The given data can be listed below as,

• The weight of the bowling ball is, $m=71.2\text{\hspace{0.17em}N}$.
• The radius of the rope is, $R=3.80\text{\hspace{0.17em}m}$.
• The speed of the bowling ball is, $v=4.20\text{\hspace{0.17em}m/s}$.

It is the pulling force transmitted axially or transmitted through any wire, cable, string rope, etc. when it is pulling at the end is known as Tension force

(a)

The expression for the acceleration when the particle moves in a circular path can be expressed as,

 $a_{rad}=\frac{v^2}{R}$

Here $R$ is the radius of the object in a circular path $v$, is the speed of the object.

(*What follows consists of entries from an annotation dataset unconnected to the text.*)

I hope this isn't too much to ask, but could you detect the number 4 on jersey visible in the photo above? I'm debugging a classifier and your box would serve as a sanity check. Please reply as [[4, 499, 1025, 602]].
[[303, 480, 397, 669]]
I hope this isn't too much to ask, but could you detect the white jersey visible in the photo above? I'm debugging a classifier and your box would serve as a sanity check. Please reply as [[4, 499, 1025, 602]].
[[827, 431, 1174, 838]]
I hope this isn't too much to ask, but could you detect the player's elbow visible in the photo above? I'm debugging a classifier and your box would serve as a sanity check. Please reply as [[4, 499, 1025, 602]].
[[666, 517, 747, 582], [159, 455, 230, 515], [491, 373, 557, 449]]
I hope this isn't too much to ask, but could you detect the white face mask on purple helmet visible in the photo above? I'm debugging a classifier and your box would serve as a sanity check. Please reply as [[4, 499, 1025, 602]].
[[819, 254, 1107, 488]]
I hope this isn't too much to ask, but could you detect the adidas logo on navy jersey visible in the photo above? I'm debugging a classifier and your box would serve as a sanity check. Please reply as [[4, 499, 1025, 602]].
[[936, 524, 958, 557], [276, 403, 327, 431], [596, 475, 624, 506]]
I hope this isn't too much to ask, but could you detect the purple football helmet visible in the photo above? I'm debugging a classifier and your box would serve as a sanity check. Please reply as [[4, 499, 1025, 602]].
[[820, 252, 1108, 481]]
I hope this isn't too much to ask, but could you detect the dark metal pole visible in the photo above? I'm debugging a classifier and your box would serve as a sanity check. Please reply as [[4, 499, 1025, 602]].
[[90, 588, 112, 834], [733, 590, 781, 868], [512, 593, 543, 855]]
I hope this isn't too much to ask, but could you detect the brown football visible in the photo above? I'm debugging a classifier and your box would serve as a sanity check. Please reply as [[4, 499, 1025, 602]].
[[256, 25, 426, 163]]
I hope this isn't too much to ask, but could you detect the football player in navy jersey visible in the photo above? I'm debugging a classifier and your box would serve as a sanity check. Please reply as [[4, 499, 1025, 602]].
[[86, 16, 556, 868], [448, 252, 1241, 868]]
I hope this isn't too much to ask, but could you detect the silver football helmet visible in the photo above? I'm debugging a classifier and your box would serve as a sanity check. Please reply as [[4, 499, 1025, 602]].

Substitute $4.20\text{\hspace{0.17em}m/s}$ for $v$ , and  $3.80\text{\hspace{0.17em}m}$ for $R$ in the above equation.

$\begin{array}{c}{a}_{rad}=\frac{{\left(4.20\text{\hspace{0.17em}m/s}\right)}^2}{3.8\text{\hspace{0.17em}m}}\\ =4.642{\text{\hspace{0.17em}m/s}}^{\text{2}}\end{array}$

Hence, the required acceleration is,$4.642{\text{\hspace{0.17em}m/s}}^{\text{2}}$ in an upward direction.

(b)

The expression for Newton’s second law using tension can be expressed as,

$\begin{array}{c}\sum F=ma\\ T-mg=ma\\ T=m(a+g)\\ T=\frac{W}{g}(a+g)\end{array}$

Here is the acceleration,$g$ is the acceleration due to gravity, and $W$ is the weight of the ball.

Substitute $4.642{\text{\hspace{0.17em}m/s}}^{\text{2}}$ for $a$, $9.8{\text{\hspace{0.17em}m/s}}^{\text{2}}$ for $g$, and $71.2\text{\hspace{0.17em}N}$ for $W$ in the above equation.

 $\begin{array}{c}T=\frac{71.2\text{\hspace{0.17em}N}}{9.8{\text{\hspace{0.17em}m/s}}^{\text{2}}}\times (4.642{\text{\hspace{0.17em}m/s}}^{\text{2}}+9.8{\text{\hspace{0.17em}m/s}}^{\text{2}})\\ =104.926\text{\hspace{0.17em}N}\end{array}$

Hence, the required tension is, $104.926\text{\hspace{0.17em}N}$.